Yes I have a nice husband, nice home and nice kids, everything I ever wanted, but is it too much to ask for some peace and quiet in my own house, with no one else in it, just occasionally? So just as daughter with the two children said she would soon be leaving, I shot a look at the other daughter, waiting for her response that hopefully she too would be leaving….. but no, nothing, not a squeak….. Children shouting and roaring in the back ground, t.v blaring out BLAZE for the millionth time this week and my house beginning to look like it had been ransacked by burglars, again for the 100th time this week, washing machine squeeling as it spun it’s best, vibrating as it went, due to its over use no doubt over the last two weeks, and the dark barking at anyone or anything that moved, as he too, appeared to be going mad with the constant flow of people, big and small, in and out, up and down stairs, doors slamming, bickering, food throwing, drink spilling, toast popping…….. What could I do but the only thing left to do, I asserted my rights!!!!

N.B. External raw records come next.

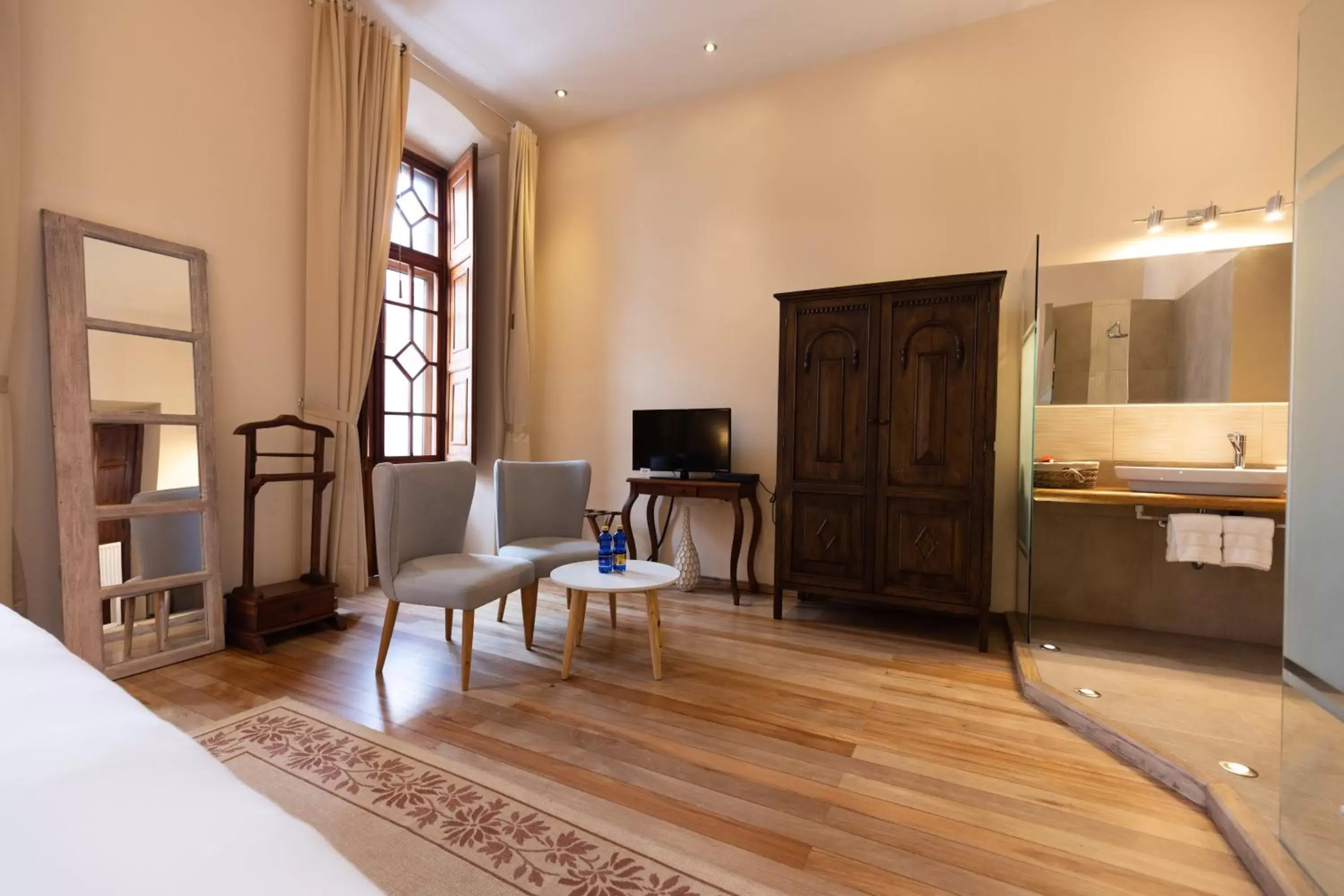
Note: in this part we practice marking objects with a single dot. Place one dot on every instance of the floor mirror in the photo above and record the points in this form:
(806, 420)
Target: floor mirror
(134, 418)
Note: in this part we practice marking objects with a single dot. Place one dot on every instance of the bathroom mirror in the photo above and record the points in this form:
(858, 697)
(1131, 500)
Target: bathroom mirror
(1205, 327)
(131, 400)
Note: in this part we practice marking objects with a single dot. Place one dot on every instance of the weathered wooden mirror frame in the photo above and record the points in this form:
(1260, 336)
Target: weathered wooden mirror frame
(73, 420)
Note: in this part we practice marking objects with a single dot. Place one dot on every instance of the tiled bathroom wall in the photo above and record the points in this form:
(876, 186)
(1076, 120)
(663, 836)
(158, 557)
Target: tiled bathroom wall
(1162, 433)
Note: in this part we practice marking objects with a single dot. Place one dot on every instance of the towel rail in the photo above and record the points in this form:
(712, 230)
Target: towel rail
(1162, 520)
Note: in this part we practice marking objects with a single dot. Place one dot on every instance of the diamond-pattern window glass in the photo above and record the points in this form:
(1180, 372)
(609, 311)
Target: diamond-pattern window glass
(406, 412)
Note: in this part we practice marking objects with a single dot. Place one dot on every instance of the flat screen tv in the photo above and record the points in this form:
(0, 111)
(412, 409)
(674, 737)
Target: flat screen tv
(683, 441)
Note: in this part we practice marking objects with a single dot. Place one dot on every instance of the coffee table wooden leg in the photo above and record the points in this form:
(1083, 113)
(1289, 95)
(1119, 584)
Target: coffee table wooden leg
(582, 602)
(572, 633)
(655, 634)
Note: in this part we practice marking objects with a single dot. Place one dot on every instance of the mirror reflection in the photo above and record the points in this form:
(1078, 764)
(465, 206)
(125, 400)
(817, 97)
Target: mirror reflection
(1206, 327)
(152, 374)
(135, 458)
(147, 548)
(136, 287)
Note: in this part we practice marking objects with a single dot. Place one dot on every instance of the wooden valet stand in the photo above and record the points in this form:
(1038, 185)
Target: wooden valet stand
(254, 613)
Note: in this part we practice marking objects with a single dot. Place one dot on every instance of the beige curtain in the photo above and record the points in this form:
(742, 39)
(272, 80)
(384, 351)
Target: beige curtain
(355, 129)
(9, 281)
(519, 288)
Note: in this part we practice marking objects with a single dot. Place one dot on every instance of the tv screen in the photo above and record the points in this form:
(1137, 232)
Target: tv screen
(695, 440)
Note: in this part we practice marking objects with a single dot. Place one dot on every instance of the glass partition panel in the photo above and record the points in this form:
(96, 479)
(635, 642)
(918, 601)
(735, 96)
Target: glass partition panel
(1312, 771)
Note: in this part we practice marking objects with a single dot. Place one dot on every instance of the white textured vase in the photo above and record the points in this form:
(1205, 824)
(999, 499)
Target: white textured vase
(687, 559)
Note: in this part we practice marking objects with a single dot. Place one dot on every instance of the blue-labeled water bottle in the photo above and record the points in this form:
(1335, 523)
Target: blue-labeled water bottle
(619, 548)
(604, 551)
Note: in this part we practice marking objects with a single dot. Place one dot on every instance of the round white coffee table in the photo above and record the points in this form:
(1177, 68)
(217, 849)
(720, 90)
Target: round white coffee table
(640, 575)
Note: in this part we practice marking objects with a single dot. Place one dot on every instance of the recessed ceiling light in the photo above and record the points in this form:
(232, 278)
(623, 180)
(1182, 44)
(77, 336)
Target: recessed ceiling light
(1240, 769)
(1275, 207)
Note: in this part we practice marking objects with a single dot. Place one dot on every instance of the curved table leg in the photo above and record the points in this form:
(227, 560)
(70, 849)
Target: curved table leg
(625, 524)
(756, 536)
(737, 551)
(652, 517)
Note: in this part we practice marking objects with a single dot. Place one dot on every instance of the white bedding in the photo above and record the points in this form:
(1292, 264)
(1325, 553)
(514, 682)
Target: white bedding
(100, 796)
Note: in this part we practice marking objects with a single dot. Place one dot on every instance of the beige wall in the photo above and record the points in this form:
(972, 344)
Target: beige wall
(663, 234)
(186, 121)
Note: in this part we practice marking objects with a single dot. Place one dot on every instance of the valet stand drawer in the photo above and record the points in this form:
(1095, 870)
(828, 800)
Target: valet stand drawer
(277, 607)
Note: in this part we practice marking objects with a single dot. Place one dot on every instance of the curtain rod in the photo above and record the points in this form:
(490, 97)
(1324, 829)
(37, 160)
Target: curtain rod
(350, 7)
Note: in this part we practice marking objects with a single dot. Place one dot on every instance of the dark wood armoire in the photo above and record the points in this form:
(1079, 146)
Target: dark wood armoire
(886, 465)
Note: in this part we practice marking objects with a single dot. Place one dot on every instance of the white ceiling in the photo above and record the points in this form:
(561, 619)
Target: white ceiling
(617, 56)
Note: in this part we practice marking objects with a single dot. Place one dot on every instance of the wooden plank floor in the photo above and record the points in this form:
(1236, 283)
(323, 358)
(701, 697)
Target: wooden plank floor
(842, 750)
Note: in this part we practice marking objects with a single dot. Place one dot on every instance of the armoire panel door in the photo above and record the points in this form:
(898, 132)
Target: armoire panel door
(831, 385)
(929, 445)
(826, 540)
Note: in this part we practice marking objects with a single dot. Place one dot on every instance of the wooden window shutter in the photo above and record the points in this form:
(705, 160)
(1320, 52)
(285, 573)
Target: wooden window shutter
(461, 302)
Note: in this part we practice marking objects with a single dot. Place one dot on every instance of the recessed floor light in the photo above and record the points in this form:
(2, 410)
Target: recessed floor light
(1240, 769)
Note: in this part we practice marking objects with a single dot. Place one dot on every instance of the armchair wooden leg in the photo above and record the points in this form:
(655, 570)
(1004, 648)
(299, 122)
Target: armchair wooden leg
(468, 628)
(162, 620)
(128, 626)
(529, 614)
(389, 621)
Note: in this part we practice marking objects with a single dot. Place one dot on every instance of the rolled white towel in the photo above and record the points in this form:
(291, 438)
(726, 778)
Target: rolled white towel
(1249, 542)
(1195, 538)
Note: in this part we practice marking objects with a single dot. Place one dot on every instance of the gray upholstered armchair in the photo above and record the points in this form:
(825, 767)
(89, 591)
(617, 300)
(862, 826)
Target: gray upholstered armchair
(420, 523)
(539, 513)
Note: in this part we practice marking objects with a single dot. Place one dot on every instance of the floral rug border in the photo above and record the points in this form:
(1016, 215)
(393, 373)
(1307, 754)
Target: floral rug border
(514, 841)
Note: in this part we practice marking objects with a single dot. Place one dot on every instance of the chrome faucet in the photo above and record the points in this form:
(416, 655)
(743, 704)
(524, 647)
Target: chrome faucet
(1238, 441)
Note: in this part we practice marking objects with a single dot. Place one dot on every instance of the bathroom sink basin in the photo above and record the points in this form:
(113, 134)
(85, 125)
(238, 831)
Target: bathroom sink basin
(1193, 480)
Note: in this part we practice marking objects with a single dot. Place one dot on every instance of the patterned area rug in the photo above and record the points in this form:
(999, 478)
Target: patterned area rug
(416, 824)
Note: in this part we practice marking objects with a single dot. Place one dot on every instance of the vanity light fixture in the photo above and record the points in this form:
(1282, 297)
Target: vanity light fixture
(1275, 207)
(1241, 770)
(1211, 215)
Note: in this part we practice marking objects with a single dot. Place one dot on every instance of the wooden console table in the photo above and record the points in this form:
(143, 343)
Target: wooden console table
(732, 492)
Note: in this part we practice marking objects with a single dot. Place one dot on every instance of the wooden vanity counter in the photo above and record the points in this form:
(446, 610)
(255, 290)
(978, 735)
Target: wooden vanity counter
(1124, 497)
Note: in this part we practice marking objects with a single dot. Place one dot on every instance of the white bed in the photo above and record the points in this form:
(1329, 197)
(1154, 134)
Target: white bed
(100, 796)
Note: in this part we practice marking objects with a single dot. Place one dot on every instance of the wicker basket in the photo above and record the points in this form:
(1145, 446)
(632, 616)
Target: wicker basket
(1065, 474)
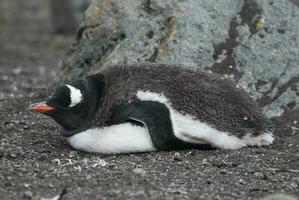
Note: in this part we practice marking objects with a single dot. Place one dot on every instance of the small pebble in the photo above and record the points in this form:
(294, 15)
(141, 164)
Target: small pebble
(42, 157)
(223, 172)
(139, 171)
(28, 194)
(178, 156)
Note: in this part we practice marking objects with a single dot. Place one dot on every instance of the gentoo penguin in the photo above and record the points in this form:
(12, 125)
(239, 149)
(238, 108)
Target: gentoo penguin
(149, 107)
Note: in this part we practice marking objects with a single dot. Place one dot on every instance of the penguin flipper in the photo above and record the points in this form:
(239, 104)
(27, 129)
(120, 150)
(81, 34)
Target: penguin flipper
(155, 116)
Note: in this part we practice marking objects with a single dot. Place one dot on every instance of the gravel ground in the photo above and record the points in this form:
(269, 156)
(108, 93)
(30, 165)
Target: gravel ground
(37, 163)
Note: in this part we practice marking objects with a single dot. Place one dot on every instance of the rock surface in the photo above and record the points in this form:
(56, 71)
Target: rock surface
(254, 42)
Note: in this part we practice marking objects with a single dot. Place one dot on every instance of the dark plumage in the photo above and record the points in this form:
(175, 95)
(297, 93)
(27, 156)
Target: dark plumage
(181, 107)
(192, 91)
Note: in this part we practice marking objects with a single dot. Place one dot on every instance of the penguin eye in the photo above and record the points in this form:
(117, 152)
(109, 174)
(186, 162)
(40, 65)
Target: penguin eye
(60, 98)
(75, 96)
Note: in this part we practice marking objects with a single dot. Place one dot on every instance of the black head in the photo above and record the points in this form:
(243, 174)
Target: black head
(73, 105)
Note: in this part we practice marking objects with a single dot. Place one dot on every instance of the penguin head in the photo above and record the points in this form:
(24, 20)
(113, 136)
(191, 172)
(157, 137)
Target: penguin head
(72, 105)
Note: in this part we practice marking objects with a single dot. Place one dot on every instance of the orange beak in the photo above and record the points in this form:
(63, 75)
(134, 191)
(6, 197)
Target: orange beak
(40, 107)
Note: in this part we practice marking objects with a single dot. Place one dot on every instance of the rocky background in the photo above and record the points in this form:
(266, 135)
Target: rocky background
(253, 42)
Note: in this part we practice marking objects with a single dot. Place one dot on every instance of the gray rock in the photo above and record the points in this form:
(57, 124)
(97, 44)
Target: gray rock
(178, 156)
(279, 196)
(254, 42)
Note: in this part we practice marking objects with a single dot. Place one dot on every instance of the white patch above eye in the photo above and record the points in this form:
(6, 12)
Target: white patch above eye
(75, 95)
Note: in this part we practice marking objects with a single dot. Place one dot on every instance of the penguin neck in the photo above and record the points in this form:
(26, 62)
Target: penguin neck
(96, 94)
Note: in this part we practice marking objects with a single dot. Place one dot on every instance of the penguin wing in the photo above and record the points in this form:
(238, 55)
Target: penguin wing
(155, 116)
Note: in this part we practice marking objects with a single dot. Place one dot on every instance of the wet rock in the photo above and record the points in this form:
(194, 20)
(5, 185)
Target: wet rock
(28, 195)
(244, 40)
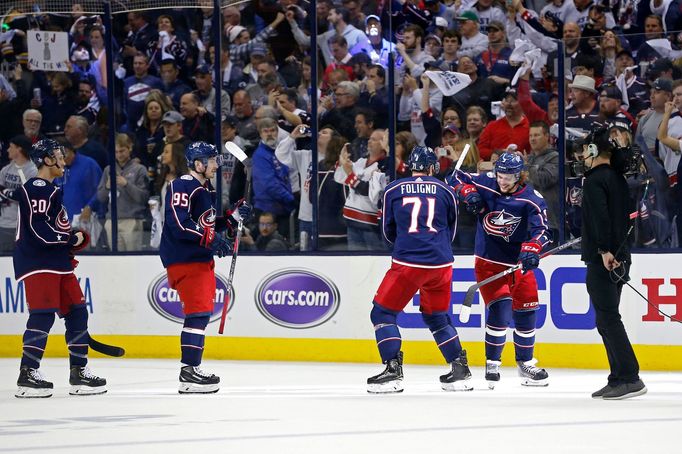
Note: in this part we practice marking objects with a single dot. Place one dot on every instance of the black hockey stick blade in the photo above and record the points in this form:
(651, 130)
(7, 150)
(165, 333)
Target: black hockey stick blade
(105, 349)
(471, 291)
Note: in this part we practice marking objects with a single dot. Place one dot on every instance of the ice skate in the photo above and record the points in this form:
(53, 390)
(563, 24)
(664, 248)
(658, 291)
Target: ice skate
(492, 372)
(193, 380)
(531, 375)
(390, 380)
(32, 384)
(458, 379)
(84, 383)
(625, 391)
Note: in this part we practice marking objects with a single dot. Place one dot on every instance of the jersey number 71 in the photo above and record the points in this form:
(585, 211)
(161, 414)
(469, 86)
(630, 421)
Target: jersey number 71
(416, 203)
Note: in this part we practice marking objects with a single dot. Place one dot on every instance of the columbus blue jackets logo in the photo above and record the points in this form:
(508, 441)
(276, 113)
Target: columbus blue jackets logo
(575, 196)
(501, 223)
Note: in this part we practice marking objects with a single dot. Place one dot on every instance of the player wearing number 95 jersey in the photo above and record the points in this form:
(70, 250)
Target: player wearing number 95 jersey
(43, 259)
(419, 220)
(188, 243)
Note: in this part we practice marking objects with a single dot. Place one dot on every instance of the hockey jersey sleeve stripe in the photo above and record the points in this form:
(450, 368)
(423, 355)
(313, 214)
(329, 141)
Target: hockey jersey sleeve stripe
(177, 218)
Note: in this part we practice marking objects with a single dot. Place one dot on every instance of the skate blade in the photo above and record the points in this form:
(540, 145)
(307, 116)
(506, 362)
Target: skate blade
(82, 390)
(628, 396)
(25, 392)
(536, 383)
(395, 386)
(194, 388)
(459, 385)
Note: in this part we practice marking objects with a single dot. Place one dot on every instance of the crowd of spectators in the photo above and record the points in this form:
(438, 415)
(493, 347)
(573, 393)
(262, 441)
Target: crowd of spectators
(622, 68)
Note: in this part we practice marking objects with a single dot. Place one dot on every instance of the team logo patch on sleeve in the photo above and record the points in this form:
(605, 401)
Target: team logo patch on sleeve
(501, 223)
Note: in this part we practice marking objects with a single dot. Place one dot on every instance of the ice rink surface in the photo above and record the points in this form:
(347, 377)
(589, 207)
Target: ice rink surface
(298, 408)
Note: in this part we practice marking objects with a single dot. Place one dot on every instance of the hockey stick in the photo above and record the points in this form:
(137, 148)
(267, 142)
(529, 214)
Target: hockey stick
(461, 159)
(105, 349)
(471, 291)
(238, 153)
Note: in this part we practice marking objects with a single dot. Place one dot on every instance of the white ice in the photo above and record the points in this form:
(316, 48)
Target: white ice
(274, 407)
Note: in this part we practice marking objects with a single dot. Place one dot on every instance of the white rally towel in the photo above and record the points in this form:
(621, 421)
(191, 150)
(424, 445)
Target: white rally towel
(449, 82)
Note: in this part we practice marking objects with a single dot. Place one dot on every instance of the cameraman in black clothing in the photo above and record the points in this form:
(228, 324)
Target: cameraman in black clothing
(606, 251)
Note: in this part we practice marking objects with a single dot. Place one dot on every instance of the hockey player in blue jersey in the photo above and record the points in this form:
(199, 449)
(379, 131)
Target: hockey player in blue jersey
(512, 228)
(419, 220)
(43, 259)
(188, 243)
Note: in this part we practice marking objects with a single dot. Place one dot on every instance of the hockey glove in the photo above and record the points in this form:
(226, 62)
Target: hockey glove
(241, 211)
(473, 202)
(6, 196)
(76, 243)
(530, 256)
(221, 246)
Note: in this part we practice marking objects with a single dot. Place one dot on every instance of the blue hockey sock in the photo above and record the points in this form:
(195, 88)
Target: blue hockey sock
(445, 335)
(386, 332)
(192, 339)
(77, 337)
(35, 338)
(496, 326)
(524, 334)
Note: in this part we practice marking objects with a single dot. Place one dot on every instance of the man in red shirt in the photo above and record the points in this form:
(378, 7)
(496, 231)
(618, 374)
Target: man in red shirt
(512, 128)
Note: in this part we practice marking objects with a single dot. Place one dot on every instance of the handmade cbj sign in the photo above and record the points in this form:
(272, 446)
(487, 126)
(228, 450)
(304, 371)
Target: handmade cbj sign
(48, 51)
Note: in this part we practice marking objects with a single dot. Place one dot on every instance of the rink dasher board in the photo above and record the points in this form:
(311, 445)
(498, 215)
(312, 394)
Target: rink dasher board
(316, 308)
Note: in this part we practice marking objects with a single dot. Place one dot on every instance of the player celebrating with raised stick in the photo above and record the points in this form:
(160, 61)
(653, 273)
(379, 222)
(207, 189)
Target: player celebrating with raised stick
(188, 243)
(43, 259)
(420, 216)
(512, 228)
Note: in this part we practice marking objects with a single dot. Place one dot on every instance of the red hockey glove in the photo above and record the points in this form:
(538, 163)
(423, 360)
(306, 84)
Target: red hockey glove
(530, 256)
(74, 242)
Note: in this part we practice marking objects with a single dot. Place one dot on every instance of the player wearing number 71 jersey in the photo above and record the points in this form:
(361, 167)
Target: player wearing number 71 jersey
(420, 217)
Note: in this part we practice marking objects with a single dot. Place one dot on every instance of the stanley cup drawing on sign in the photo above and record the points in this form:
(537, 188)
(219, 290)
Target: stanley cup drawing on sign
(48, 51)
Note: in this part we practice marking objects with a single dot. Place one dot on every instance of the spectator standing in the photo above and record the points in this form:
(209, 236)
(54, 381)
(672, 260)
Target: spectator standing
(542, 164)
(136, 88)
(79, 183)
(206, 92)
(473, 41)
(269, 239)
(11, 180)
(510, 129)
(360, 213)
(271, 187)
(172, 86)
(198, 122)
(132, 190)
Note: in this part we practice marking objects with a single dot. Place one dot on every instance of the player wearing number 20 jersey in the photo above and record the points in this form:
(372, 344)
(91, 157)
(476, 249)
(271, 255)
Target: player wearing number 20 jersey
(419, 219)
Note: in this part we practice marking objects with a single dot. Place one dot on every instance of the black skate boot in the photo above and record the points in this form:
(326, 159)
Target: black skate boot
(32, 384)
(193, 380)
(492, 372)
(390, 380)
(459, 376)
(84, 383)
(531, 375)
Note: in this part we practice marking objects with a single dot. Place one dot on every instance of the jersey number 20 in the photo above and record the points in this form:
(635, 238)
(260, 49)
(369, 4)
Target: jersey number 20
(416, 203)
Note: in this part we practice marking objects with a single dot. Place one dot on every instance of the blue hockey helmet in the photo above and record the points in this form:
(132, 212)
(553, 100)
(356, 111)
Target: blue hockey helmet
(509, 163)
(201, 151)
(421, 158)
(43, 149)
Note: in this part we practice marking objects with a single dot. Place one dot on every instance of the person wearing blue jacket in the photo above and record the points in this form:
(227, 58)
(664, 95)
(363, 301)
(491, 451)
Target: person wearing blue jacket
(271, 187)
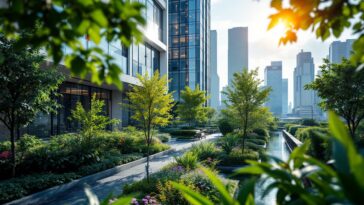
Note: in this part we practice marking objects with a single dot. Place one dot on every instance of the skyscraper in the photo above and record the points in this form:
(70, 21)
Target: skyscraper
(284, 97)
(237, 51)
(273, 79)
(339, 50)
(189, 45)
(304, 73)
(215, 80)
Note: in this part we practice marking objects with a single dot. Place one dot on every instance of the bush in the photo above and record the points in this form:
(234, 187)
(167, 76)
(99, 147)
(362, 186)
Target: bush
(236, 157)
(164, 137)
(144, 187)
(293, 129)
(225, 126)
(188, 160)
(204, 150)
(184, 133)
(309, 122)
(19, 187)
(261, 132)
(228, 143)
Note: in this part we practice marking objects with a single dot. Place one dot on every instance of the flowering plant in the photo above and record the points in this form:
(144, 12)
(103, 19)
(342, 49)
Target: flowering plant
(147, 200)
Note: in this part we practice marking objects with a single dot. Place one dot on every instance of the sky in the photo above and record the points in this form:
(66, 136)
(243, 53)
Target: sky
(263, 44)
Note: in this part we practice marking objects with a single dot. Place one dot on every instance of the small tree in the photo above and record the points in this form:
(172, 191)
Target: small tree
(91, 121)
(25, 88)
(151, 104)
(191, 108)
(341, 88)
(245, 98)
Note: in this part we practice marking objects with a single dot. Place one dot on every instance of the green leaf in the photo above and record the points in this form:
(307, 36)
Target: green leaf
(226, 197)
(193, 197)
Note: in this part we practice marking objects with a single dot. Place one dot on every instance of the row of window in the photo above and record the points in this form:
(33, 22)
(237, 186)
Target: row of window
(144, 59)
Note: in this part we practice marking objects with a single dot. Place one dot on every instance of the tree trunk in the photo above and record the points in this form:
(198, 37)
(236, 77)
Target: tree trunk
(12, 139)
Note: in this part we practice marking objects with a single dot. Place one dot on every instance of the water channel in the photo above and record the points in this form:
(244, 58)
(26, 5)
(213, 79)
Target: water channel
(276, 148)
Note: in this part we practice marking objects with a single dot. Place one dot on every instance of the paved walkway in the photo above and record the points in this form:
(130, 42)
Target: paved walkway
(113, 183)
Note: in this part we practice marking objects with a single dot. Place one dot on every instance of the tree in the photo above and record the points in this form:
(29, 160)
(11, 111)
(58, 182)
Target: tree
(191, 108)
(324, 17)
(60, 24)
(341, 88)
(91, 121)
(245, 99)
(151, 105)
(25, 89)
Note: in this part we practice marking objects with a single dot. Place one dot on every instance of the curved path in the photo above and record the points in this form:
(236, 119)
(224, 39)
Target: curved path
(110, 184)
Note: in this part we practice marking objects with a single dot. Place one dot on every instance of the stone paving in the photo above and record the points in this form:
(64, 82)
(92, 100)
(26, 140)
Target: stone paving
(110, 184)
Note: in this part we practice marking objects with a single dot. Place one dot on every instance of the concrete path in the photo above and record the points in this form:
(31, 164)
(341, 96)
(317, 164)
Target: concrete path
(110, 184)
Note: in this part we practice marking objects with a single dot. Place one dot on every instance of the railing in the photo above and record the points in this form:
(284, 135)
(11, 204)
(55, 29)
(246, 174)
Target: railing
(291, 141)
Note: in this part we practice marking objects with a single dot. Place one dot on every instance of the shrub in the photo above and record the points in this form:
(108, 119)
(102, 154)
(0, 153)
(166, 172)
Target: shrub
(293, 129)
(228, 143)
(162, 176)
(261, 132)
(225, 126)
(188, 160)
(18, 187)
(184, 133)
(204, 150)
(236, 157)
(164, 137)
(309, 122)
(319, 146)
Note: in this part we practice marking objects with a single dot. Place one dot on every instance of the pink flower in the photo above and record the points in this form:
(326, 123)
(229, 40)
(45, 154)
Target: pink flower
(5, 154)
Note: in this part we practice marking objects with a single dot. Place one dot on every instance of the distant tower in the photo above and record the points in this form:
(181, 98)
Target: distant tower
(215, 80)
(273, 79)
(304, 73)
(237, 51)
(339, 50)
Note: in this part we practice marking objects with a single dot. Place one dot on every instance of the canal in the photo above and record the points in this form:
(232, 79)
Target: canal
(276, 148)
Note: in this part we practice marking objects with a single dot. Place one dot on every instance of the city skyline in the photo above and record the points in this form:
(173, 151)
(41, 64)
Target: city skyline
(263, 44)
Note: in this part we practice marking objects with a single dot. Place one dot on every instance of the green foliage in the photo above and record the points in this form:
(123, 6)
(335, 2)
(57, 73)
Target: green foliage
(183, 132)
(91, 121)
(293, 129)
(204, 150)
(225, 126)
(188, 160)
(191, 108)
(319, 146)
(19, 187)
(245, 100)
(324, 18)
(67, 23)
(341, 88)
(309, 122)
(228, 143)
(164, 137)
(151, 105)
(26, 89)
(237, 157)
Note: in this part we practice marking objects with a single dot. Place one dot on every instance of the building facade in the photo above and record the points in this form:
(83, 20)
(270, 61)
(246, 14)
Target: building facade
(189, 45)
(273, 79)
(215, 80)
(304, 100)
(339, 50)
(284, 97)
(237, 51)
(146, 57)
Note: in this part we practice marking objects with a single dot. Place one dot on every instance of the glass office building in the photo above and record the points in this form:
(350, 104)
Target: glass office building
(189, 41)
(149, 56)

‘Ok, Ok, that is it’ I began. ‘You go get yourself and himself dressed and head off, its time now you went back to your own house and left me in peace. I have work to do and just cannot do it with anyone in the house. I need to hear nothing…. no thing….. . No children, no chatter, no t.v, nothing I want to hear silence, I want to hear my thoughts, I want to get on with my housework, in peace, just me and the dog, in the house, doing some work, or doing nothing, if I so choose, but whatever I choose, I want to do it without you being here! It’s a beautiful day, maybe for a walk, or go to the park but whatever, spit spot, off you go’!! I finally blurted out, trying to keep my composure before the top of my head actually did blow off!
I wouldn’t change any of them for the world, but sometimes all a girl wants to do, is to be able to to get ‘stuck in’ even if it means ‘chucking them out’. I must let you know a great deal was in fact achieved today and the amount of rubbish I ‘chucked out’ by getting stuck in was amazing and made me feel good. I don’t imagine that is how Cinderella felt on a daily basis, but for this Cinderella, today was a good day!
Tonight, it is just my husband and me in the house. I cannot remember the last time it was just the two of us at night in the house. What a treat! To celebrate we treated ourselves to a chinese take away and himself supping on a can of lager to wash it down. When he was finished, off with his plate he went, to the direction of the sink and duly plonked it there, BESIDE the sink for the sink fairy to wash it, while he retreated to the sitting room, yes, you got it, to watch t.v! I eventually went in to join him, as I have had a rather hectic day, cleaning and sorting and chucking out, only to find him blissfully snoring in the chair!
I wonder what I will be doing in another 28 years from now!